Radiologic Morphology of Low-Grade Primary Central Nervous System Lymphoma in Immunocompetent Patients

Kristoph Jahnkea, Andreas Schillingb, Jens Heidenreichb, Harald Steinc, Mario Brockd, Eckhard Thiela and Agnieszka Korfela

a Department of Hematology, Oncology and Transfusion Medicine, Charité-Universitätsmedizin Berlin, Campus Benjamin Franklin, Berlin, Germany
b Department of Radiology, Division of Neuroradiology, Charité-Universitätsmedizin Berlin, Campus Benjamin Franklin, Berlin, Germany
c Department of Pathology, Charité-Universitätsmedizin Berlin, Campus Benjamin Franklin, Berlin, Germany
d Department of Neurosurgery, Charité-Universitätsmedizin Berlin, Campus Benjamin Franklin, Berlin, Germany

Address correspondence to Kristoph Jahnke, Department of Hematology, Oncology and Transfusion Medicine, Charité-Universitätsmedizin Berlin, Campus Benjamin Franklin, Hindenburgdamm 30, D-12200 Berlin, Germany

BACKGROUND AND PURPOSE: Primary central nervous system lymphomas (PCNSLs) are usually high-grade and are rarely low-grade non-Hodgkin lymphomas (NHLs). On MR imaging, PCNSLs typically present as contrast-enhancing lesions in contact with the subarachnoid space without evidence of necrosis. We evaluated the radiologic morphology and clinical characteristics of low-grade PCNSLs, hypothesizing that they may differ from high-grade PCNSLs.

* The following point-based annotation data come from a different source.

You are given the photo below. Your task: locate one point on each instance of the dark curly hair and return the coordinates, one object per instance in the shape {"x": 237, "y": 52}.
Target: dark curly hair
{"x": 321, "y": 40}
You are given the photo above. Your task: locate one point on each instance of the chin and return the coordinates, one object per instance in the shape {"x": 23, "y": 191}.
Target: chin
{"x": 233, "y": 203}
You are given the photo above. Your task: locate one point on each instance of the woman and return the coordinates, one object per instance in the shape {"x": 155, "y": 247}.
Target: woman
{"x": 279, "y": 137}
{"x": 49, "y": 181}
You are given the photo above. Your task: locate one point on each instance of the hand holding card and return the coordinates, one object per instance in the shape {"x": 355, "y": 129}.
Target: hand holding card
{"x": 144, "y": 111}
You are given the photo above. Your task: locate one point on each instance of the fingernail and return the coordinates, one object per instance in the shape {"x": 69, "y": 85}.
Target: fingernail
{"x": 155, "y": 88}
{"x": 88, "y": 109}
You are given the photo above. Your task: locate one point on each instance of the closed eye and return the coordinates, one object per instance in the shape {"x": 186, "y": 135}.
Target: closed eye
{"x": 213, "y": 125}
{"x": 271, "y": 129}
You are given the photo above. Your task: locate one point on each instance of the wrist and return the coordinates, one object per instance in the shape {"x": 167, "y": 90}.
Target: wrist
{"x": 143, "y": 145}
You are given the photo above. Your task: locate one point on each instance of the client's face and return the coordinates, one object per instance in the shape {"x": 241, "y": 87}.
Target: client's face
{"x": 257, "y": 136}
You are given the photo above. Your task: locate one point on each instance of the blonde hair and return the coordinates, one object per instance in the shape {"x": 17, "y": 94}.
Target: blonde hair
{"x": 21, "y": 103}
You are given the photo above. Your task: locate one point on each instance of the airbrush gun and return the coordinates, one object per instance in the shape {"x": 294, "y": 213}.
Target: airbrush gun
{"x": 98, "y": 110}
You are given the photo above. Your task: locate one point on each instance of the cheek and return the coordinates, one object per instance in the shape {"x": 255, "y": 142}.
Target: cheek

METHODS: Records were reviewed from 332 patients screened for inclusion in 3 multicenter prospective trials. MR imaging scans were obtained from all patients and were centrally reviewed by 2 consultant neuroradiologists.

RESULTS: Ten patients (3%) with low-grade PCNSLs (7 men and 3 women; median age, 59 years; age range, 19–61 years) were identified. Four patients had one lesion, 2 patients 2 lesions, and 4 patients had multiple lesions. The following radiologic features infrequently seen in high-grade PCNSLs were found in a substantial proportion of patients: location in deep structures or spine (n=6); lack of periventricular location (n=5); hyperintensity on T2-weighted images (n=10); moderate or absent contrast enhancement (n=6); and heterogeneous contrast enhancement (n=5). In 8 patients, >2 of these features were present in at least one lesion, and, thus, the radiologic appearance was assessed atypical of high-grade PCNSLs. The atypical radiologic appearance in combination with atypical or mild symptoms resulted in a false or delayed diagnosis.

CONCLUSION: Low-grade PCNSLs may have a variable and atypical radiologic morphology compared with high-grade PCNSLs with the risk of false or delayed diagnosis.